Single-cell transcriptomic profiling uncovers malignant heterogeneity and shared functional modules in BC and TC

To characterize the functional heterogeneity of malignant cells, we employed CopyKAT to infer chromosomal aneuploidy in BC and TC cells. Single-cell transcriptomic profiling of malignant epithelial cells revealed distinct ploidy distributions: BC exhibited 4,162 aneuploid versus 11,241 diploid cells (Figure 3A), while TC demonstrated 7,331 aneuploid compared to 1,721 diploid cells (Figure 3B), highlighting divergent chromosomal instability patterns between these hormone-dependent cancers. To delineate functional heterogeneity within malignant cells, we implemented NMF to resolve gene co-expression modules. This framework prioritizes module-level analysis over raw expression matrices, thereby minimizing cross-sample technical variability and batch effects. Six biologically validated co-expression modules were identified (Figures 3C, D): MP4 (H3-3B, COX6C, HSPA6), MP6 (CGA, S100P, TRH), MP5 (APOE, APOC1, CCDC80), MP3 (HLA-DRA, CITED1, CHI3L1), MP2 (CXCL2, GDF15, ATF3), MP1 (UPK3BL1, LCN2, S100A2). In addition, we found that MP4 and MP5 accounted for a relatively high proportion, at 41.9% and 42.5% respectively in BC (Figure 3E) and MP5 accounted for a relatively high proportion, at 37.14% in TC (Figure 3F). We also concluded that MP2, MP4 and MP5 are key modules for BC and TC. Furthermore, we explored the functional enrichment of six modules. We observed that MP2 shows significant upregulation of pathways related to immune activation and stress response, including P53 signaling, IL2-STAT5 signaling, interferon-gamma response, and estrogen response. In MP4, estrogen response and bile acid metabolism are markedly upregulated. MP5 displays strong enrichment of estrogen response, PI3K-AKT-MTOR signaling and fatty acid metabolism (Figure 3G). To further delineate developmental trajectories, pseudotime analysis was conducted using the Slingshot algorithm. Stemness profiling via CytoTRACE revealed MP4-enriched malignant cells exhibited elevated stemness indices (Figure 3H). High-stemness cells were defined as trajectory origins, forming hierarchical branches in pseudotemporal ordering (Figures 3I, J). This indicates a potential transformation relationship among the co-pathogenic modules and suggests that these shared modules may drive malignant evolution in both BC and TC.

Figure 3

Figure 3. Single-cell transcriptomic profiling uncovers malignant heterogeneity and shared functional modules in BC and TC. ****p < 0.0001, ***p < 0.001, *p < 0.05. (A) Inference of aneuploid tumor cells in BC samples via the CopyKAT algorithm. (B) Inference of aneuploid tumor cells in TC samples via the CopyKAT algorithm. (C) Heatmap depicting displaying the top three highly expressed genes for each correlated Modules based on cNMF algorithm. (D) Heatmap depicting displaying six highly correlated Modules. (E) The ratio of six highly correlated Modules in BC. (F) The ratio of six highly correlated Modules in TC. (G) six highly correlated Modules enriched pathways. (H) The tumor stemness characteristics using the CytoTRACE algorithm. (I) The cell trajectory tree inference and pseudo-time cell ordering inference. (J) Cells inferred to have high stemness scores by CytoTRACE analysis.

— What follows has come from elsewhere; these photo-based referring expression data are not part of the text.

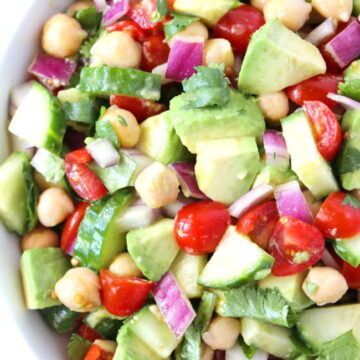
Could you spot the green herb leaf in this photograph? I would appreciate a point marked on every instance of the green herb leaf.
(259, 304)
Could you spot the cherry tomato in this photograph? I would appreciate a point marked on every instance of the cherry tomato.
(141, 108)
(71, 227)
(336, 220)
(200, 226)
(238, 25)
(315, 89)
(295, 245)
(259, 223)
(122, 296)
(327, 128)
(84, 182)
(154, 52)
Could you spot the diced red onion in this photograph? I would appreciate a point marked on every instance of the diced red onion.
(251, 199)
(186, 174)
(185, 54)
(114, 11)
(52, 71)
(290, 201)
(174, 306)
(321, 32)
(345, 101)
(275, 149)
(103, 152)
(345, 47)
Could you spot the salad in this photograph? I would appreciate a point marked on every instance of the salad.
(186, 179)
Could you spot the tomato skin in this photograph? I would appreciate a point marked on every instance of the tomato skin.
(315, 89)
(200, 226)
(293, 236)
(238, 25)
(122, 296)
(335, 220)
(327, 128)
(259, 223)
(71, 227)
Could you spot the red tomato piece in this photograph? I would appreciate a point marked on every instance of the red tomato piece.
(84, 182)
(259, 223)
(154, 52)
(71, 227)
(315, 89)
(141, 108)
(200, 226)
(327, 128)
(122, 296)
(336, 220)
(295, 245)
(238, 25)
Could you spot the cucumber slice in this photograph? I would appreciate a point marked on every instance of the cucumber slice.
(104, 80)
(99, 238)
(18, 194)
(39, 120)
(236, 261)
(320, 325)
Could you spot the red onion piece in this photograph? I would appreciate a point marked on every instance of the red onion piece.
(186, 175)
(114, 11)
(251, 199)
(185, 54)
(321, 32)
(345, 47)
(174, 306)
(290, 201)
(275, 149)
(53, 72)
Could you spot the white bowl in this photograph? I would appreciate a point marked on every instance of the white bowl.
(22, 332)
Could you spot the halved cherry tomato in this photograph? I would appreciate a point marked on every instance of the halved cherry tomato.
(200, 226)
(295, 245)
(238, 25)
(315, 89)
(259, 223)
(336, 220)
(327, 128)
(122, 296)
(84, 182)
(141, 108)
(154, 52)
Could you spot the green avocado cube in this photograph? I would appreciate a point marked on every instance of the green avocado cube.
(41, 269)
(277, 58)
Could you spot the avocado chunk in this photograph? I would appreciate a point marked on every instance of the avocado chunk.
(241, 116)
(225, 169)
(159, 140)
(209, 11)
(153, 248)
(277, 58)
(41, 269)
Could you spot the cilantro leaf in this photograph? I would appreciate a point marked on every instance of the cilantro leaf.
(259, 304)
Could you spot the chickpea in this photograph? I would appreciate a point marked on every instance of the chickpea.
(39, 237)
(124, 265)
(62, 36)
(218, 51)
(274, 106)
(292, 13)
(79, 289)
(54, 207)
(125, 125)
(324, 285)
(157, 185)
(196, 28)
(337, 9)
(222, 333)
(117, 49)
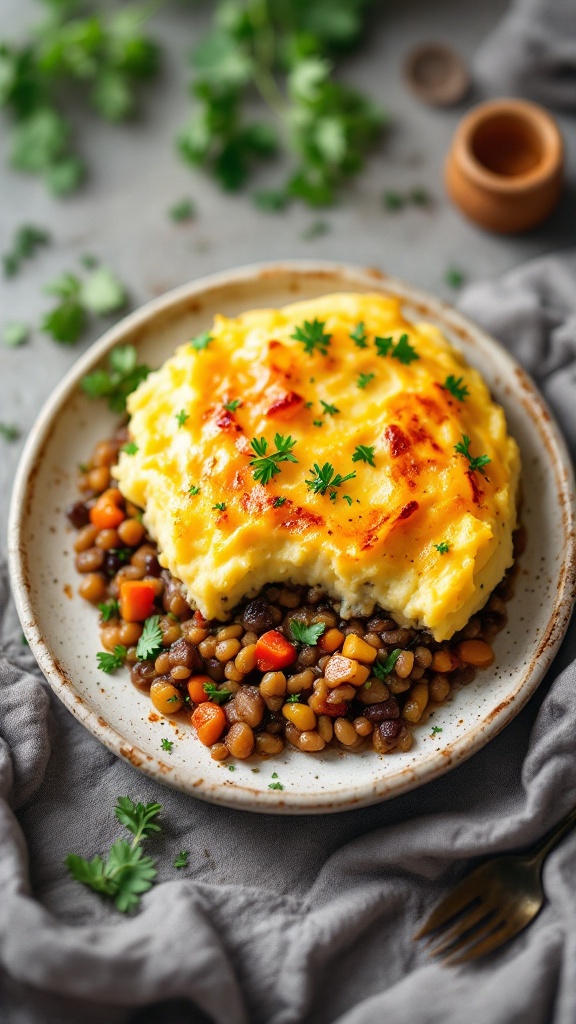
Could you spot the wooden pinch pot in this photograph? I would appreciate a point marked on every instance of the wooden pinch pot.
(504, 169)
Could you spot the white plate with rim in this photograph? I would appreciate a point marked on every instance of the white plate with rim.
(63, 631)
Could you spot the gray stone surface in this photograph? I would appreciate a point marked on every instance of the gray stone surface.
(136, 175)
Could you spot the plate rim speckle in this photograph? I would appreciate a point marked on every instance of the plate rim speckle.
(338, 276)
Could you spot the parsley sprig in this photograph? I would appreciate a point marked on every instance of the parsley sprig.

Identification of key functional modules demonstrating the strongest positive association with disease progression using WGCNA

To systematically identify gene modules linked to disease progression, we applied WGCNA to both BC and TC cohorts. CIBERSORTx, a computational deconvolution framework, was employed to resolve cellular heterogeneity between BC and TC using single-cell transcriptomic references. For BC, the single-cell atlas served as a reference to deconvolute 12 cell-type proportions across molecular subtypes via Wilcoxon rank-sum testing (Figure 4A). Analogously, TC-specific deconvolution was performed using its single-cell dataset (Figure 4B). Comparative analysis revealed BC-specific enrichment of epithelial cells, T cells, SFRP2+ fibroblasts, malignant cells, and mast cells, contrasted by depletion of B cells, plasma cells, endothelial cells, and RGS5+ fibroblasts (Figure 4C). Conversely, TC exhibited elevated malignant cells and S100A9+ myeloid cells, with significant reductions in epithelial cells, NK cells, RGS5+ fibroblasts, endothelial cells, plasma cells, T cells, B cells, and mast cells (Figure 4D). To delineate BC-associated gene modules, WGCNA was conducted using topological overlap matrix (TOM)-based hierarchical clustering. This identified 22 modules in BC and 23 in TC, with modules exhibiting p < 0.05 defined as clinically significant. In BC, the darkgrey and lightcyan modules showed the strongest positive correlation, encompassing 1,621 genes implicated in extracellular matrix remodeling (Figure 4E). Survival analysis revealed significantly reduced OS in high-infiltrating HLA-DPB1+Myeloid and SFRP2+Fibroblast subgroups (Figure 4F). Conversely, TC analysis identified darkmagenta, saddlebrown, and salmon as synergistically correlated modules, comprising 4,360 metabolism-related genes (Figure 4G). Strikingly, high SFRP2+Fibroblast infiltration predicted poor prognosis, while low HLA-DPB1+Myeloid infiltration was associated with adverse outcomes (Figure 4H). These findings indicate that SFRP2⁺ fibroblasts may represent a common key cellular population that regulates the TME and influences prognosis in both cancer types.

Figure 4

Figure 4. Identification of key functional modules demonstrating the strongest positive association with disease progression using WGCNA. ****p < 0.0001, **p < 0.01, *p < 0.05. (A) Reverse convolution analysis of BC scRNA-seq data via the “CIBERSORTx” algorithm to construct the feature matrix. (B) Reverse convolution analysis of TC scRNA-seq data via the “CIBERSORTx” algorithm to construct the feature matrix. (C) Difference analysis of immune cell in BC. (D) Difference analysis of immune cell in TC. (E) Relationships between gene modules and traits in BC, with correlation coefficients and P values provided for each cell. (F) Survival analysis revealed that HLA_DPB1_Myeloid and SFRP2+Fibroblast are associated survival of BC patients. (G) Relationships between gene modules and traits in TC, with correlation coefficients and P values provided for each cell. (H) Survival analysis revealed that RGS5+Fibroblast and HLA_DPB1_Myeloid are associated survival of TC patients.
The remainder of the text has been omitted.